Posada’s “effort” irritated me for two reasons. First and foremost, he had a good chance to keep the Yankees alive in a relatively important game. The Yankees were coming off three crushing losses to the Red Sox in Fenway Park, and criticisms of varying legitimacy are mounting. Winning the first game in Detroit would have been a nice way to turn the page. If Posada had actually run hard to first base, the Yankees would have been looking at a runner on first with one out in a 4-2 game. With Ramiro Pena on deck, the chances of mounting a successful comeback were admittedly slim, but that situation is far better than no runners on and two outs. For once, hustle would have actually and significantly helped the Yankees’ prospects, and Posada opted to half-heartedly meander to first base. That’s reason number one.
Reason number two has a decidedly more ironic bent to it. Two weeks ago, the Yankees played the Rays in St. Petersburg. A dismal performance by Chien-Ming Wang eventually forced the Yankees to pitch outfielder Nick Swisher late in the game.
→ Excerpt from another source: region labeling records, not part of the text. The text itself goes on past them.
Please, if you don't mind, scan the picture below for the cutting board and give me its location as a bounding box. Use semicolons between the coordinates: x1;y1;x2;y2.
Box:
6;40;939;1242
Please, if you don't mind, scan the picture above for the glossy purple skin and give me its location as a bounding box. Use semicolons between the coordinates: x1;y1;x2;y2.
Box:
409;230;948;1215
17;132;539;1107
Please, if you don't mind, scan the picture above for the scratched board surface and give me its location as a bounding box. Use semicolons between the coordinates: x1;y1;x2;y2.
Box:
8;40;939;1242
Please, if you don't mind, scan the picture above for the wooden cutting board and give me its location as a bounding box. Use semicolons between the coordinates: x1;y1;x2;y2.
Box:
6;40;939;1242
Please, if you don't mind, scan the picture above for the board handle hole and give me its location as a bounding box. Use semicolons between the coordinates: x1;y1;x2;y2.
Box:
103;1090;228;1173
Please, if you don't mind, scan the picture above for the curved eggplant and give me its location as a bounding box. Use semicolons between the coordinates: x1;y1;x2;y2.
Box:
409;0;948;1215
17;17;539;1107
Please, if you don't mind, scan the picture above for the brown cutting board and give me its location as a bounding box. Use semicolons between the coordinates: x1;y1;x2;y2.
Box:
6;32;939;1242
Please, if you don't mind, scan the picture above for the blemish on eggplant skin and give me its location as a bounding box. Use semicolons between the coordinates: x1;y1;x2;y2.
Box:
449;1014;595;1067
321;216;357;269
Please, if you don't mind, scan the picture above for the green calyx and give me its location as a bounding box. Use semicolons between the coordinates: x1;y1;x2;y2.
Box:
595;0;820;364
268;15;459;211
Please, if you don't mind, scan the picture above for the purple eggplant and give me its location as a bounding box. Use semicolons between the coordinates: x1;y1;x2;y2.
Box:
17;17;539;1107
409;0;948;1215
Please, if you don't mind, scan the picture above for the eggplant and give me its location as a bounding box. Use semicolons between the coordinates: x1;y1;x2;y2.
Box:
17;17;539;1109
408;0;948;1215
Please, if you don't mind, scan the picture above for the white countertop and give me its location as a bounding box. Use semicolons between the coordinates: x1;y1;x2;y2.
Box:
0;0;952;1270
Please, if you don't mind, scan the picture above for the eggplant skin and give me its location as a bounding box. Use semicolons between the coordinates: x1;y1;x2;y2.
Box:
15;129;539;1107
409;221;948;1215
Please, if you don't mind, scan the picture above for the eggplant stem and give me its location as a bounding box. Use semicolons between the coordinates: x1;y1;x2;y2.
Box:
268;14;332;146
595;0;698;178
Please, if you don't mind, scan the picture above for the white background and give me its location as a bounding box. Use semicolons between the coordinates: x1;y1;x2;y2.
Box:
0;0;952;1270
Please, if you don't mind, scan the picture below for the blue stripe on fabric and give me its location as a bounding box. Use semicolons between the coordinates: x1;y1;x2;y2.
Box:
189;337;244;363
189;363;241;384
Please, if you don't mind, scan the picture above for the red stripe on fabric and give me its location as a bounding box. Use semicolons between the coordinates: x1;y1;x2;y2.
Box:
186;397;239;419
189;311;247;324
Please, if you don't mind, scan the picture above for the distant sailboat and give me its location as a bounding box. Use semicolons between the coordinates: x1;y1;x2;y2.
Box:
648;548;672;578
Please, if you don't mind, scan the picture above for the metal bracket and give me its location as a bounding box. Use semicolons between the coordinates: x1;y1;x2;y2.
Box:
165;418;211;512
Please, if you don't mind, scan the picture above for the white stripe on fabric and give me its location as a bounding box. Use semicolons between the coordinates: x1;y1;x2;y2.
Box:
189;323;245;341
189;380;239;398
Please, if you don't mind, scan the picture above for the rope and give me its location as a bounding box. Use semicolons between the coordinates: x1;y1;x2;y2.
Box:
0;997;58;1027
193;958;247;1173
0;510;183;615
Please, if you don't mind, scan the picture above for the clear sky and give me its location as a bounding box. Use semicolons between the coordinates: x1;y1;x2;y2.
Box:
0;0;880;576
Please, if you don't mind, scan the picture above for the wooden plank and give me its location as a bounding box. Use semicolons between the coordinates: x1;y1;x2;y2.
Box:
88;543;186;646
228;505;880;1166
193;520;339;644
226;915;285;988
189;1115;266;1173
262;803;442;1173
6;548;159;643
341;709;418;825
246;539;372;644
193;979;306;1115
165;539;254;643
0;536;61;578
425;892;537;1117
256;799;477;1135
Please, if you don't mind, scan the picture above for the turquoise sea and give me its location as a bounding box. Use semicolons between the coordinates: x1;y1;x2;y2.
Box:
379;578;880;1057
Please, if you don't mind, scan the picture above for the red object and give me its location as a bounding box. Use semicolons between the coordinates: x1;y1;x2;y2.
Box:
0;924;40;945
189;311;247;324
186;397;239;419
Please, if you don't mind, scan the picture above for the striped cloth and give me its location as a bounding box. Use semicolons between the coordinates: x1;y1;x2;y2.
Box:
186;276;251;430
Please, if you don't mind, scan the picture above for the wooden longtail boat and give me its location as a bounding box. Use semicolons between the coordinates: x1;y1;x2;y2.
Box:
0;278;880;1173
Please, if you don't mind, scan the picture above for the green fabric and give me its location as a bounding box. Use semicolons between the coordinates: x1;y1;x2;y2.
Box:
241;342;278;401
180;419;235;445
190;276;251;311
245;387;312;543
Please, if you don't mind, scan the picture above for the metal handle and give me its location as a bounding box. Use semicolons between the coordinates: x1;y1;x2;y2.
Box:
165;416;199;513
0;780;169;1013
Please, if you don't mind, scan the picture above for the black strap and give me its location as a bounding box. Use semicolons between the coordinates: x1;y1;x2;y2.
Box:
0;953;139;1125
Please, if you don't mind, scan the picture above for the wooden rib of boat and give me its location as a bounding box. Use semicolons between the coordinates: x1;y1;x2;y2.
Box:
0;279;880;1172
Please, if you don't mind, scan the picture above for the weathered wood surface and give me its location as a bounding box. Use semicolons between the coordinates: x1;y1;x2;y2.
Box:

Swisher was understandably amused by this development, and did what most of us do when we are amused: smile. He smiled self-consciously and incredulously as he pitched a scoreless 8th inning in a 15-5 game. Hardly anyone could blame him, except Jorge Posada. The decidedly humorless Posada said:
“Nobody was laughing. Today was embarrassing; just one of those days where everything went for them and nothing went for us. We didn’t pitch or do the things we were supposed to do. Nobody was laughing.”
I need to say very little to point out the irony here. If embarrassment is meant to be avoided, then Posada had no business loafing it to first base in a critical situation tonight. Didn’t “do the things you were supposed to do?” You’re darn right you didn’t. Four World Series rings be damned, Posada is no longer allowed to criticize teammates for displaying a lack of pride or effort.
For reasons I’ve already discussed, it’s unusual for me to feel so strongly about something like this. Despite my increasingly cranky and analytical fandom, I think it’s because I’m disappointed in Posada. I was, believe it or not, a kid not too long ago. And while the Yankees haven’t been my heroes for some time now, some of them remain familiar faces from my younger days. As much as I’d like to erase it, that familiarity has inevitably created one-way attachment. I subconsciously hold Derek Jeter, Mariano Rivera and Jorge Posada to a higher standard because of their connection to teams of greater achievement. Tonight, watching Posada jog to first didn’t elicit my usual feelings of incredulity or frustration when I watch the Yankees mess up. Instead, I was overcome with disappointment, and I found that feeling much harder to cope with than anger.